A Tennessee Federal District Court has ruled that a local school board’s random drug testing program violated public school teachers’ constitutional right to a reasonable expectation of privacy. Smith Cnty. Educ. Ass’n v. Smith Cnty. Bd. Of Educ. (M.D. Tenn. 2011).

Public employees have greater protections than private-sector employees vis-à-vis the Fourth Amendment’s guarantee of freedom from unreasonable search and seizure.

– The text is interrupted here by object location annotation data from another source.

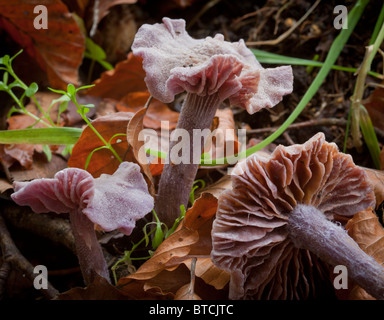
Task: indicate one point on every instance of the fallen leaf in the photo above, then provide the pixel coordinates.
(57, 49)
(207, 271)
(103, 161)
(225, 142)
(192, 239)
(127, 76)
(134, 128)
(376, 178)
(185, 293)
(157, 111)
(366, 230)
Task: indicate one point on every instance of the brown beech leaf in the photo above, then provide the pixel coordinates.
(103, 161)
(207, 271)
(57, 49)
(176, 248)
(225, 141)
(157, 111)
(186, 293)
(127, 76)
(368, 233)
(135, 126)
(376, 178)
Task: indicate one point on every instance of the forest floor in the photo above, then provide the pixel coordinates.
(253, 21)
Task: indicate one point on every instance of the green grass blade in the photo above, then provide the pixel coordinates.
(273, 58)
(378, 25)
(52, 136)
(369, 136)
(334, 52)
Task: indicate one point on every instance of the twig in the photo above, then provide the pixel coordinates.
(13, 256)
(287, 33)
(56, 229)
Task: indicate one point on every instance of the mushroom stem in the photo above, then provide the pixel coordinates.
(176, 180)
(310, 229)
(91, 258)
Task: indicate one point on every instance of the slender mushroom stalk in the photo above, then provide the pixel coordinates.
(274, 231)
(308, 227)
(210, 70)
(111, 201)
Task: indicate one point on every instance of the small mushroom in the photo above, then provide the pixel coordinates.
(210, 70)
(276, 223)
(110, 201)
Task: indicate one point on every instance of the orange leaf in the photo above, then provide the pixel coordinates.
(206, 270)
(127, 76)
(57, 49)
(102, 160)
(376, 178)
(134, 128)
(157, 111)
(178, 245)
(203, 210)
(185, 293)
(368, 233)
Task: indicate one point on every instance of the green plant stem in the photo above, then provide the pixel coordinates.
(127, 255)
(21, 106)
(107, 144)
(334, 52)
(25, 87)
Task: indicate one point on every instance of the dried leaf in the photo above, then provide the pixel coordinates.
(103, 161)
(225, 141)
(134, 128)
(376, 178)
(185, 293)
(368, 233)
(57, 49)
(178, 245)
(207, 271)
(157, 111)
(127, 76)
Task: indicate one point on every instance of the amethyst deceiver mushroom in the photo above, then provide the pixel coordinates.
(110, 201)
(210, 70)
(276, 223)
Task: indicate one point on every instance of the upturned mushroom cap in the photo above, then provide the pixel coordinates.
(175, 62)
(250, 234)
(111, 201)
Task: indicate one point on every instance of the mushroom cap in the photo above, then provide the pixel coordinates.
(111, 201)
(175, 62)
(250, 233)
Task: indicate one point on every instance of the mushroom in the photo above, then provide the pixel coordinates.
(110, 201)
(276, 223)
(210, 70)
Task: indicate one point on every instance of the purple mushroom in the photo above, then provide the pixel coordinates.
(111, 202)
(274, 230)
(210, 70)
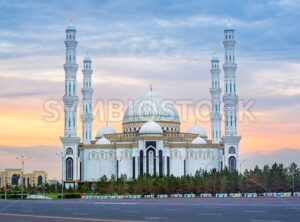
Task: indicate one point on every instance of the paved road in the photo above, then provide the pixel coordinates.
(230, 210)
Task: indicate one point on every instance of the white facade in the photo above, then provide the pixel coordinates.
(151, 141)
(231, 138)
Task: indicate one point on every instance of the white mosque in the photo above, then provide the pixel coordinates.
(151, 141)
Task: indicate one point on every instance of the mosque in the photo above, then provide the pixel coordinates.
(151, 141)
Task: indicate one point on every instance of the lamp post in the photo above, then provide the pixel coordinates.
(22, 159)
(207, 165)
(62, 173)
(243, 161)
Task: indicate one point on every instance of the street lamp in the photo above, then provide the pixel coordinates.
(207, 165)
(22, 159)
(62, 173)
(243, 161)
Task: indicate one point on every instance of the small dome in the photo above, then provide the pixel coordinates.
(151, 107)
(103, 141)
(215, 58)
(105, 130)
(151, 127)
(71, 27)
(195, 129)
(87, 58)
(199, 140)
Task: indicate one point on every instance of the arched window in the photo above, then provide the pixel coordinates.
(160, 155)
(40, 181)
(232, 164)
(232, 150)
(69, 151)
(15, 180)
(141, 162)
(69, 168)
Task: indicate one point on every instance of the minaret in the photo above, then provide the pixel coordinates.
(215, 91)
(87, 92)
(231, 138)
(70, 140)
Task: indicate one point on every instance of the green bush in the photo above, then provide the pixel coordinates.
(70, 195)
(14, 196)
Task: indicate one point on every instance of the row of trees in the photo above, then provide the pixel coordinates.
(276, 178)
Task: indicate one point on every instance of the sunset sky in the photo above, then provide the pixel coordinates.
(167, 44)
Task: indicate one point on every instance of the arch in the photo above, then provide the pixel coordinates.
(232, 163)
(40, 180)
(160, 156)
(69, 168)
(151, 161)
(141, 162)
(15, 180)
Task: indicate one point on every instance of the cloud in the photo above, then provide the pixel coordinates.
(39, 156)
(285, 156)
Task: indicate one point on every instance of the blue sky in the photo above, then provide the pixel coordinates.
(266, 28)
(167, 43)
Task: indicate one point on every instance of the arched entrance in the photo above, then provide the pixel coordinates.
(151, 161)
(15, 180)
(232, 163)
(69, 168)
(40, 181)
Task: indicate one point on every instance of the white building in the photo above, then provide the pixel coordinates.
(151, 141)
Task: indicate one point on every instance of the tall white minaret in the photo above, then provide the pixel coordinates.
(215, 91)
(87, 92)
(70, 140)
(231, 138)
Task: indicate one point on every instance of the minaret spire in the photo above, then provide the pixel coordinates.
(70, 140)
(87, 92)
(231, 138)
(215, 92)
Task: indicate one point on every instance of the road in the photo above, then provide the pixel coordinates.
(230, 210)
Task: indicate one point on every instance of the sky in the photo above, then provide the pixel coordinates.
(167, 44)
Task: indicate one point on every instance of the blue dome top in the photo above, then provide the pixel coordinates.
(87, 58)
(71, 27)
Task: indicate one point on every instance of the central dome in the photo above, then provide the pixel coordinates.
(151, 107)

Nevertheless, the court acknowledged that “suspicionless drug testing” can be constitutional if it “serves special government needs.” It further acknowledged that random drug testing of teachers serves such a need, because of the special relationship teachers have with their students.
However, the court said, to pass constitutional muster, a drug policy “must give constitutionally adequate notice” and be “implemented with due regard” for teachers’ privacy rights.
The drug policy in question made no mention of the possibility of random tests, and in fact, teachers were told no such tests would occur. Moreover, the drug policy stated that only five types of drugs would be tested for, while the school board actually tested for nine. Finally, no testing thresholds were established; rather, the policy simply stated that a positive test result for illegal drugs in any detectable amount could result in discipline.
This is a wakeup call for public employers to review their drug polices, says MSEC attorney Curtis Graves. “Many times, the text of the drug policy hasn’t been reviewed in years, until it no longer accurately reflects the public entity’s actual practice.
“For example, many labs now routinely test for ecstasy. If a public employer fails to mention ecstasy in its policy, it could make it difficult to discipline an employee on that basis.”